Thursday, October 17, 2013

What's Jayme dinking?

Le Terrible Beer Unibroue
Today was one of those very much not good days. Suffice to say, once I got home I wanted something to drink to help me relax and chase away the tension currently grinding the bones of my back and shoulders into powder. In my mind, there was no debate: Time to pull out the big gun. Where beer is concerned, the "Big Gun" is Le Terrible, a dark Belgian from the Quebec brewery Unibroue. Now, I'm not going to lie--most of the time I plan on using this "What's Jayme drinking" feature to share my first impressions when sampling a new brew, but in this case, Terrible is far and away my favorite beer/ale of all time. I have a waitress from the Flying Saucer in Austin to thank for this discovery. When she asked what I wanted, I told her to surprise me. After ascertaining I wasn't a hop-head and that IPAs were right out, she came back with this wonder. With most beers, I have to consider them for a while before I know what my long-term feelings are. Not this time. Love at first sip? Pretty much.

A word of warning, if you're only used to drinking watered-down horse piss like Budweiser, Coors and the like, this ale will knock you on your ass. It's alcohol content is 10.5 percent, which is higher than some wines. What's more, you can't really taste it. Tread carefully.

It pours a rich coffee umber, and is so dark in the glass as to be nearly opaque. The head is creamy and short-lived. The scent is spicy and decidedly un-beerlike, with hints of nutmeg, cinnamon, cloves, dark fruits and a suggestion of citrus. It does, in fact, smell more like a mulled wine than a beer. So going in for that first sip, you know this is going to be a little different than your normal brew, but wow, not even the nose can prepare you. This is a big, malty brew, sweet as you'd expect, with a muscular, creamy mouthfeel. Carbonation struggles to be felt through the dense liquid. The flavor is fruity, yes, with plum and cherry notes, but there's a equal amount of bitter dark chocolate and coffee. Spicy undertones include nutmeg, cinnamon and cloves, along with some oak.

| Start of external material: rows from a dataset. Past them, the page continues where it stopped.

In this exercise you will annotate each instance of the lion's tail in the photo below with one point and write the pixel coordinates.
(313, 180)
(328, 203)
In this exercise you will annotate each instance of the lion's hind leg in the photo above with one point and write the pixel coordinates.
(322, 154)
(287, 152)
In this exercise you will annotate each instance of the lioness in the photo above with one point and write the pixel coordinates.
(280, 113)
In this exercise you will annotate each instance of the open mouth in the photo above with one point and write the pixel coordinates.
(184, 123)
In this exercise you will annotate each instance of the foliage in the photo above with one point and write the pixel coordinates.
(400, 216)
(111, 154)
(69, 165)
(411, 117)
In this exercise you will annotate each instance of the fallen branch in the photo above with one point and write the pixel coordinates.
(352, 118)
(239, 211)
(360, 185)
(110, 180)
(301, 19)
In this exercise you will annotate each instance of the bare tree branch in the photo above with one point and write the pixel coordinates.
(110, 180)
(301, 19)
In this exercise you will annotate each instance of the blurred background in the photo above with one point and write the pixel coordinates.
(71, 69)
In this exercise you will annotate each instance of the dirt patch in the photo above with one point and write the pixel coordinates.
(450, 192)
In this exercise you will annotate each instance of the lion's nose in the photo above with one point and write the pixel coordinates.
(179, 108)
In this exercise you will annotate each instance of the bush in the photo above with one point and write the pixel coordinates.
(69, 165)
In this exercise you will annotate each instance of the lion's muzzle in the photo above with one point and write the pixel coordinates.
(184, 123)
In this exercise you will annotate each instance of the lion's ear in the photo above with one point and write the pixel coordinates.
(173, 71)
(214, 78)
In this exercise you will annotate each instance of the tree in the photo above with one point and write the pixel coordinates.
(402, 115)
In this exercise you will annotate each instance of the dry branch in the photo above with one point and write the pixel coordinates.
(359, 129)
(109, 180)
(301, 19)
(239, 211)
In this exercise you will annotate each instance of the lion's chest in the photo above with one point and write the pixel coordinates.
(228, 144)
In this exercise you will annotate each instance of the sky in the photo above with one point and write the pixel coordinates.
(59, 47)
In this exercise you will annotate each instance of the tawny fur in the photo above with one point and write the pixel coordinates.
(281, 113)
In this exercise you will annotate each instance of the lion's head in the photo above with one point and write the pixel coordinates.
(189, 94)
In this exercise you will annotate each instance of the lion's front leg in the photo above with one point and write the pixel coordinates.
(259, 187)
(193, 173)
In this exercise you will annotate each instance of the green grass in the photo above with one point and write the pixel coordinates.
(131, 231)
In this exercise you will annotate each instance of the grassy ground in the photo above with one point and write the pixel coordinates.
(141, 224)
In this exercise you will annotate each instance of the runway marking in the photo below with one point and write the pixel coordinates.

Simply put, this is a stunning beer. Bottle-fermented, it has all the complexity you'd want in a powerhouse Belgian and then some. Every time I come back to it, I remember how much I like it, but my memory of the rich tapestry of flavor exposed as but a poor after-image with every sip. Make no mistake, this is a sipping beer. It's weight and spice make it an ideal brew for cold winter nights, but the sweet frutiness is appropriate for summer sipping as well. In either case, this ale is at its best (in my opinion) when drunk at about 10-15 degrees below ambient temperature. It's fine straight out of the refrigerator, but as with most complex dark beers, the flavors unlock as it warms. Room temperature does nothing for the flavor, so slightly chilled works best. This ale is also a good option to spring on wine snob friends who dismiss beers as hopelessly unsophisticated. Especially if they like "complex" sweeter wines. I love a good Riesling, but unfortunately, most affordable Rieslings are pretty crappy affairs. And Moscatos, in my experience, are little more than alcoholic Kool-Aid. Hit 'em up with Terrible and they'll never quite look at beer the same way ever again.

So yeah, this is a good one. You can thank me later.